Мои догадки и надежды оправдались — я получил заграничный паспорт и, не теряя ни одного дня, выехал за границу».[432]
Впрочем, нельзя сказать, чтобы Рыков оказался особенно ловким политиком. Мастером политической интриги он не являлся, да и главным увлечением его жизни явилась отнюдь не Мировая революция, как у Бухарина, и даже не борьба за власть, как у Сталина, а нечто гораздо более прозаическое: водка. Алексей Иванович оказался таким страстным поклонником этой высокоградусной дамы, что в народе любимый напиток главы Советского правительства нежно окрестили «рыковкой». Известна реакция Алексея Ивановича: «Это его обижает. Выпивши в тесном кругу советских вельмож, он говорит, заикаясь, как всегда: «Не п-понимаю, почему они называют ее р-рыковкой?» Ни особенных талантов, ни особенных недостатков у него нет».[433]

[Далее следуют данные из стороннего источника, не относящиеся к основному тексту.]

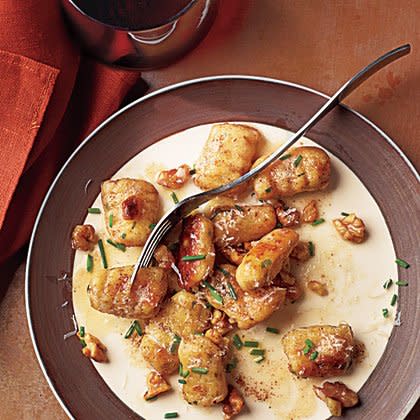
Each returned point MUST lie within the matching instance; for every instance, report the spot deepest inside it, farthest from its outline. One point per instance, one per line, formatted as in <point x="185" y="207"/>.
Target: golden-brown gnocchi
<point x="304" y="169"/>
<point x="206" y="383"/>
<point x="110" y="291"/>
<point x="228" y="153"/>
<point x="196" y="242"/>
<point x="319" y="350"/>
<point x="266" y="258"/>
<point x="131" y="206"/>
<point x="242" y="224"/>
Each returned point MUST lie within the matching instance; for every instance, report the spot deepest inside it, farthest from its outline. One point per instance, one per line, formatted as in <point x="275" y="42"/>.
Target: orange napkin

Итак, к осени 1928 г. расклад сил в ОГПУ определился: Ягода сделал ставку на Рыкова, Трилиссер на Бухарина, Евдокимов на Сталина. Оставалось ждать исхода политической борьбы.
Бухарин, еще сохранявший в своих руках контроль над главным партийным изданием — «Правдой», — поместил в ней статью «Заметки экономиста». В ней он предостерегающе отзывался о попытках Сталина раскачать лодку: «Мы говорим о том, что в известной мере ошибки планового руководства неизбежны, что затруднения у нас велики, что международная обстановка напряжена. Можно ли при этих условиях хозяйствовать без резервов? Политика, постоянным спутником которой было бы отсутствие резервов, попахивала бы авантюризмом».[434]
И здесь Сталин оказался значительно ловчее своих оппонентов. Возможно, его политика и впрямь «попахивала авантюризмом». Зато он не стал ввязываться в дискуссию, перейдя сразу от слов к делу. Однако в отличие от истории с «урало-сибирским методом» он решил более не подставляться и действовать более скрытно. В ноябре 1928 г. по инициативе группы так называемых активистов из партийной молодежи проведен совместный Пленум Московского комитета партии и московского партактива. Среди инициаторов созыва выделялся директор Московского электрозавода Николай Булганин, в прошлом чекист, командированный вслед за Дзержинским на работу в ВСНХ, но продолжавший числиться, по свидетельству Авторханова, «в активе чекистов». Главу московской парторганизации Угланова решили угостить его же фирменным блюдом: толпою «свистунов», которыми он так замечательно дирижировал два года назад, когда громили левую оппозицию. При их поддержке Булганин обвинил руководство Московского комитета в отступлениях от «генеральной линии партии», в «правом уклоне». На Пленум пригласили секретарей ЦК Сталина, Молотова и Кагановича. Теперь самого Угланова, вопреки его протестам, обрывали, перекрикивали, освистывали. В знак протеста он покинул Пленум. По требованию секретарей ЦК, которые сами права голоса не имели, но вели совещание после ухода Угланова, голоса членов Московского партбюро и многочисленного «актива» подсчитывались совместно, что дало большинство для принятия резолюции с порицанием Угланова за «нарушение партийной дисциплины» и с просьбой перед «ЦК об отзыве в свое распоряжение членов нынешнего руководства МК». В итоге он был смещен с поста 1-го секретаря Московского комитета (на его место рекомендован Молотов), что послужило началом разгрома московской парторганизации — главной вотчины бухаринцев. Кроме Угланова своих постов лишились 2-й секретарь Московского комитета В. А. Котов, секретари райкомов — Краснопресненского (М. Н. Рютин), Рогожско-Симоновского (М. А. Пеньков), Хамовнического (В. А. Яковлев), Замоскворецкого (Ф. В. Куликов) и т. д. Угланова перевели на освободившийся после Шмидта пост наркомтруда.